Folks, this is a huge scam of international scale and there are people laughing all the way to the bank with your money.

November 26, 2011 1:18 pm

“…Chinese solar power industry is on the ropes; massive over investment has run up against flat demand. Margins have turned negative at some companies where solar panels can only be sold below cost.”

How green is the wind?

“This toxic lake poisons Chinese farmers, their children and their land. It is what’s left behind after making the magnets for Britain’s latest wind turbines……
The reality is that, as Britain flaunts its environmental credentials by speckling its coastlines and unspoiled moors and mountains with thousands of wind turbines, it is contributing to a vast man-made lake of poison in northern China. This is the deadly and sinister side of the massively profitable rare-earths industry that the ‘green’ companies profiting from the demand for wind turbines would prefer you knew nothing about….”

November 26, 2011 3:44 pm

Look, it isn’t really about the environment. I mean, it is if you live in Britain, but it isn’t if you live in China. It is about using the environment as a mechanism to get people to buy more Chinese magnets.
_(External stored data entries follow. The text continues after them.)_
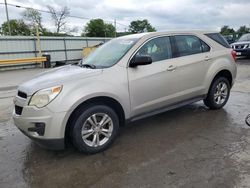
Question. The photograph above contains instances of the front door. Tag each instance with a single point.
(153, 86)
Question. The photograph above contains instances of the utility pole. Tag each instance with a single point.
(7, 15)
(115, 27)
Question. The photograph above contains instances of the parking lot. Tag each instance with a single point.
(187, 147)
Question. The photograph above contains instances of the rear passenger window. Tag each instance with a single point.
(158, 49)
(188, 45)
(219, 39)
(205, 47)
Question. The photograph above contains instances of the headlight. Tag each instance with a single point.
(44, 96)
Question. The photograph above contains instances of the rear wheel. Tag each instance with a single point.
(95, 129)
(218, 93)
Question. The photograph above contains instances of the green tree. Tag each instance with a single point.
(18, 27)
(140, 26)
(225, 30)
(97, 28)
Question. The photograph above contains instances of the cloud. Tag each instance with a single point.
(162, 14)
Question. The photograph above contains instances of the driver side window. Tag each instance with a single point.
(158, 49)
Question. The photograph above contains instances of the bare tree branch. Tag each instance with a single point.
(59, 17)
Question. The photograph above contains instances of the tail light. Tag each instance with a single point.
(233, 54)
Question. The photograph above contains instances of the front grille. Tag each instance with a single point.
(18, 110)
(22, 94)
(239, 47)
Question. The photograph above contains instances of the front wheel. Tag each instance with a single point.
(95, 129)
(218, 93)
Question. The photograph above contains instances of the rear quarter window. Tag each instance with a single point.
(217, 37)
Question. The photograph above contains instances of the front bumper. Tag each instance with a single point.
(40, 124)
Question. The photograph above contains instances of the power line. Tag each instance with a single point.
(48, 12)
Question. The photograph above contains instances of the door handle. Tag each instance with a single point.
(207, 58)
(171, 68)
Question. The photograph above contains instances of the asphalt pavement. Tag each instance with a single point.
(187, 147)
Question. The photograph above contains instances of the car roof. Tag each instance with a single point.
(140, 35)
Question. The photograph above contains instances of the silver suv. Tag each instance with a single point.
(125, 79)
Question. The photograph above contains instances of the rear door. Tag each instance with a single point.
(193, 62)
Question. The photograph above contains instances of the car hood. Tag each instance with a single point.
(241, 43)
(57, 76)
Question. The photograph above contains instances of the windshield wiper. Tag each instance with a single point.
(88, 66)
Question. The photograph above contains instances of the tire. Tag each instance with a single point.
(90, 134)
(218, 93)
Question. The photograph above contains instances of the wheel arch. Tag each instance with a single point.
(224, 73)
(103, 100)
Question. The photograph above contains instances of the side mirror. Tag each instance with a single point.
(140, 60)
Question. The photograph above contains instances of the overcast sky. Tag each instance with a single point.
(162, 14)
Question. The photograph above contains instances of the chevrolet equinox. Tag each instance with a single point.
(125, 79)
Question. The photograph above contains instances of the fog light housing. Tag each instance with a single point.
(39, 128)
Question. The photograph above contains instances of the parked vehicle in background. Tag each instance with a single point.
(230, 39)
(126, 79)
(242, 46)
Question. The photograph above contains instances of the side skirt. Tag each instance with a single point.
(167, 108)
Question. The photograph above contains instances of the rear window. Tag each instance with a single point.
(218, 38)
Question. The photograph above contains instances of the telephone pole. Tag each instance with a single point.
(115, 27)
(7, 15)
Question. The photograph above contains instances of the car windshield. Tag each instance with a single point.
(109, 53)
(244, 38)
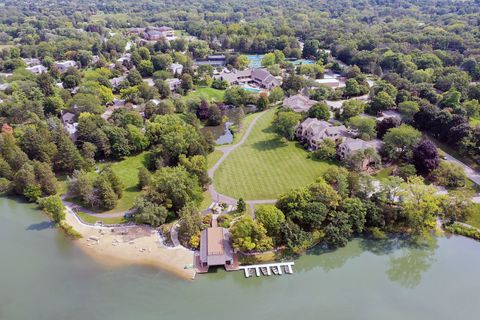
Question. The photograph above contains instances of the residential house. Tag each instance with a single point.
(258, 77)
(174, 83)
(115, 82)
(138, 31)
(69, 124)
(95, 59)
(125, 57)
(176, 68)
(68, 117)
(215, 248)
(30, 62)
(314, 131)
(213, 60)
(37, 69)
(63, 66)
(329, 82)
(157, 33)
(350, 146)
(298, 103)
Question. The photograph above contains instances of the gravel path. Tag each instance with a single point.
(218, 197)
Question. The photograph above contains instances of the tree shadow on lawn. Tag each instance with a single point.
(134, 188)
(269, 144)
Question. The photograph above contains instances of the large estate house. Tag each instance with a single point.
(37, 69)
(153, 33)
(314, 131)
(259, 77)
(63, 66)
(298, 103)
(350, 146)
(218, 60)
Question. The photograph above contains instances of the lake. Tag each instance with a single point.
(45, 276)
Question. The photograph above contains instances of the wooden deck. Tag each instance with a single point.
(201, 269)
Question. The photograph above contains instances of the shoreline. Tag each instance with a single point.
(130, 245)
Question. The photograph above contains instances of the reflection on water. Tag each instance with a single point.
(406, 261)
(227, 136)
(408, 265)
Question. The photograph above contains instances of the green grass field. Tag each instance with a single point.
(213, 157)
(264, 167)
(127, 171)
(210, 94)
(89, 219)
(238, 132)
It creates a cash flow from the UK to China. It is global “redistribution of wealth” using the fear of CO2 as the lever.

November 26, 2011 3:46 pm

Put another way, one single nuclear power plant would replace ALL of the UK’s wind energy and do so for several decades and wouldn’t require a single pound going to China. So therefore, it will not be a possibility.

November 27, 2011 1:21 pm

Australia as one of, if notthe world’s latgest coal exporters has a carbon tax which exempts coal exports as the emissions haven’t been emitted yet.
So international customers get cheaper electricity than domestic Australians inthe name of reducing emissions while the government plans to double the coal exports by 2050.
Beat that for stupidity.

November 27, 2011 2:56 pm

Rosco says:
November 27, 2011 at 1:21 pm
Australia as one of, if notthe world’s latgest coal exporters has a carbon tax which exempts coal exports as the emissions haven’t been emitted yet……So international customers get cheaper electricity than domestic Australians
By the time a tonne of Autralian Thermal coal makes it to China the cost is $6/MMbtu which woulds out to be a fuel cost of about 6 cents/KWh.
The last I checked the domestic price of Australian Thermal coal was about $2/MMBtu which works out to a fuel cost of about 2 cents/KWh. Your $23/ton carbon tax will add an additional 2 cents/Kwh.
Latest news reports do have the Chinese and Indian electric utilities either making razor thin profits or losing money. If you are paying more then them it’s because your utility is making a profit as your fuel costs are still less then what the vast majority of the world pays.
I’m not saying you shouldn’t complain about a tax raising your electric rates, but they aren’t raising rates above what the rates countries importing Australian coal are paying.

Brian H
December 5, 2011 11:55 pm

Since the JAXA satellite revealed that the US and EU are major CO2 sinks, it’s vital that China burn as much coal as possible.